沢木さんが20代の頃に書かれたボクシングに関するノンフィクション作品です。
ボクシングの歴史と裏側、そして魅力を伝える1篇となっています。
同時に、沢木さんのボクシング観も読み取れます。

この作品は、カシアス内藤さんの韓国での試合を取材したものです。
試合の経緯、カシアス内藤さんというボクサーの背景、そして、試合が描かれます。
こちらを縦軸に、ボクシング関係者のボクシング観、試合への思惑が横軸となって作品は構成されています。
1人のボクサーに可能な限り近づいて、何かを理解しようとする若い沢木さんの姿を読むことができます。

目次

全体の感想

本作品からは、勝つことと敗けることに大きな差があることが分かります。
その差は、かんたんには埋まりません。

勝ったものは手にしたものを手放さないようにあらゆる手を尽くします。
敗けたものは勝って取り戻すためにあがく。
その対比が印象的でした。

勝負をするのは、ボクサーですが、その周囲にはボクシング関係者が数多くいます。
彼らの行動は、冷酷な思考に基づいていることが分かります。
その冷酷さも印象に残っています。

カシアス内藤さんに関わった関係者として、エディ・タウンゼントさんがいます。
エディさんはトレーナーとして、カシアス内藤さんと関わっていました。
本編の主題とは少し離れてしまいますが、エディさんのボクシング観も一読の価値があると思います。

キーワード3選

ジョー・メデル

ジョー・メデルのノックアウトシーンがボクシングの最高の瞬間の一つと感じられます。
一瞬の隙を突き、逆転する。

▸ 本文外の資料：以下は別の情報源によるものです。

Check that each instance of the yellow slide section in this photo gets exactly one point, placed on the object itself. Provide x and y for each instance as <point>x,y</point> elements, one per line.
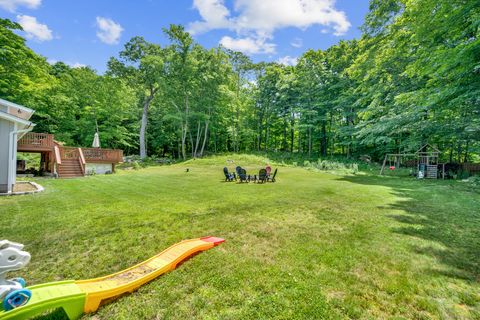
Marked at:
<point>128,280</point>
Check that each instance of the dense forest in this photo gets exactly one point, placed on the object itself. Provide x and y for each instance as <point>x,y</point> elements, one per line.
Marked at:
<point>412,78</point>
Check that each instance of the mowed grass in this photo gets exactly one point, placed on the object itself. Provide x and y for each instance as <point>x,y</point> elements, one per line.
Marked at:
<point>310,246</point>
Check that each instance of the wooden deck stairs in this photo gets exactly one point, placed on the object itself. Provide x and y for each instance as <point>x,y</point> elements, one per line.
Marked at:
<point>69,168</point>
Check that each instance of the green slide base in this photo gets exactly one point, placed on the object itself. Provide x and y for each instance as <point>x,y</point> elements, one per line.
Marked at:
<point>49,296</point>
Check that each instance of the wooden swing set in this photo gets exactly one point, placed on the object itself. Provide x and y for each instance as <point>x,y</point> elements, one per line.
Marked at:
<point>425,162</point>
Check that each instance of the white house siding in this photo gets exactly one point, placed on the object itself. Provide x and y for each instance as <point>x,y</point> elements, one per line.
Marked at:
<point>5,128</point>
<point>98,168</point>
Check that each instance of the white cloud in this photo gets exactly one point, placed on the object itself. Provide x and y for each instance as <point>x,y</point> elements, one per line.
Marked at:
<point>109,31</point>
<point>288,61</point>
<point>34,29</point>
<point>248,45</point>
<point>255,21</point>
<point>297,43</point>
<point>76,64</point>
<point>11,5</point>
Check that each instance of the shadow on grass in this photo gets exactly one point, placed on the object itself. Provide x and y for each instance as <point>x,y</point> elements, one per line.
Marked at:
<point>438,211</point>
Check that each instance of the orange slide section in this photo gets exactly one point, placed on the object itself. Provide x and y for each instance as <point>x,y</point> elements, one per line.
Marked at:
<point>128,280</point>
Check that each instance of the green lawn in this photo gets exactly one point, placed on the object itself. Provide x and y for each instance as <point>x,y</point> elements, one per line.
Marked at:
<point>310,246</point>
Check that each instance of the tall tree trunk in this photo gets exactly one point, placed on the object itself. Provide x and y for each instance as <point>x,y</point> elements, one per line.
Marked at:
<point>185,127</point>
<point>465,158</point>
<point>323,142</point>
<point>292,132</point>
<point>191,143</point>
<point>309,141</point>
<point>197,140</point>
<point>143,126</point>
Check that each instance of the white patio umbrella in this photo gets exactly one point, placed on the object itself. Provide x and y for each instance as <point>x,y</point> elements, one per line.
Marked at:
<point>96,141</point>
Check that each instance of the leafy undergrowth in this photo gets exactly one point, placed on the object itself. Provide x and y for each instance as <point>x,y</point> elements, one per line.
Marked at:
<point>310,246</point>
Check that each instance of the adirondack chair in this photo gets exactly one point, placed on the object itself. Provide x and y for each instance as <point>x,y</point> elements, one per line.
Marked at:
<point>228,175</point>
<point>269,170</point>
<point>243,175</point>
<point>272,178</point>
<point>238,169</point>
<point>262,176</point>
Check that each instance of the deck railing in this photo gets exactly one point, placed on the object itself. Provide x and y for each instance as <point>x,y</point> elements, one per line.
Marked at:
<point>102,155</point>
<point>36,141</point>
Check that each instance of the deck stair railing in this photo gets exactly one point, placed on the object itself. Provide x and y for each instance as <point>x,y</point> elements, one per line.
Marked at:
<point>35,140</point>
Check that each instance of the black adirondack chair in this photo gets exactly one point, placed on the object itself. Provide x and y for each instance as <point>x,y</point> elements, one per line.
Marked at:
<point>269,171</point>
<point>238,169</point>
<point>262,176</point>
<point>272,178</point>
<point>243,175</point>
<point>228,175</point>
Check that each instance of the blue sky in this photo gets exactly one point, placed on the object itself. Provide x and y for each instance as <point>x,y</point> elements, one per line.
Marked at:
<point>88,32</point>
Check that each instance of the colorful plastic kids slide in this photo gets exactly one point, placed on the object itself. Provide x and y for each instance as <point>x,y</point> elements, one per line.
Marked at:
<point>77,297</point>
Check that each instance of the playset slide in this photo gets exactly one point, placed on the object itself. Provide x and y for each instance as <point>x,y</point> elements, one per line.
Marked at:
<point>77,297</point>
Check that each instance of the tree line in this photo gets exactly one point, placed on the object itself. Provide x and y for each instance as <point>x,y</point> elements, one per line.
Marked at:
<point>412,78</point>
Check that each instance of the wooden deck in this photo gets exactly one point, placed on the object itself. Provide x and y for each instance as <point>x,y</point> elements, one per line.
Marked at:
<point>33,141</point>
<point>44,142</point>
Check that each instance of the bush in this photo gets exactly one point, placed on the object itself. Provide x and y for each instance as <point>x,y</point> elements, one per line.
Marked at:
<point>331,165</point>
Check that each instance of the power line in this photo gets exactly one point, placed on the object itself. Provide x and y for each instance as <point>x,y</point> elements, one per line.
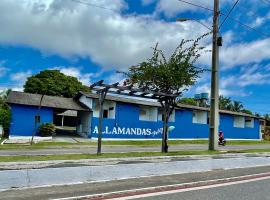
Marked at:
<point>228,14</point>
<point>245,25</point>
<point>228,17</point>
<point>196,5</point>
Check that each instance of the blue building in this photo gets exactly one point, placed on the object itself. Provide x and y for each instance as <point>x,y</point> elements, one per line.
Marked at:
<point>126,118</point>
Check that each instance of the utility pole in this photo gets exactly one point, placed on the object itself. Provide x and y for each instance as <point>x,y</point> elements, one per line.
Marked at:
<point>214,105</point>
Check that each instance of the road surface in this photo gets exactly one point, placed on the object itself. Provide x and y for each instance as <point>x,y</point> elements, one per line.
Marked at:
<point>242,191</point>
<point>258,189</point>
<point>121,148</point>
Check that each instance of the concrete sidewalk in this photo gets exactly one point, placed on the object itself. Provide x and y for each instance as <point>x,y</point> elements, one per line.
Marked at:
<point>91,149</point>
<point>107,172</point>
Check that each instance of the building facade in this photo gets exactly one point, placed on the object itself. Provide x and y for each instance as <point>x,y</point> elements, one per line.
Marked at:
<point>133,118</point>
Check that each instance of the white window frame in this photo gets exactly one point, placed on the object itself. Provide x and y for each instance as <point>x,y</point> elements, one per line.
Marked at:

試合を決める瞬間を待つ姿は、ものすごく美しく強いように思われます。
沢木さんのボクシング観を形作った試合だと言えます。

金沢知良

ジョー・メデルと対の存在として、金沢知良さんが描写されます。
自分を全て解放してたたかう姿が、ボクシングのもう一つの極限であるように沢木さんは描きます。
そんな瞬間をもてる人間がどれだけいるのか。
この命題への答えが知りたくてボクシングを見つめ、カシアス内藤の試合を追いかけたのではないかと思うのです。

暗さ

本作品の雰囲気は決して明るくありません。
描かれる人物は華やかな世界にいるわけではないのです。
皆、ボクシングの試合を通して先に進もうとしているんですね。
湿っぽくはないのです。でも、明るくはない。
独特の雰囲気を持つノンフィクションになっていると思います。

印象に残った文章

カシアス内藤はまだボクシングをやめていなかった。なぜだろう。

> 「敗れざる者たち」(文春文庫)より引用

この作品の出発点となっている心情の描写だと思います。
率直な疑問が書かれていて、印象的でした。

おわりに

この作品の主題は、”ボクシングをどう捉えるか”ということだと思います。
登場する人物はボクシング観をそれぞれに持っています。
沢木さんのそれとの差異が、作品の深みとなっています。

ボクシングをやめられない人々の姿を描いた作品とも言えます。
やめられない姿を見つめ、そしてどうやったらやめられるのかと沢木さんは問うているように見えます。

カシアス内藤さんを描いた沢木さんの他の作品に、「一瞬の夏」があります。
「クレイになれなかった男」の後の作品になります。
本作品を読んだ後には、ぜひこちらも読んでいただきたいです。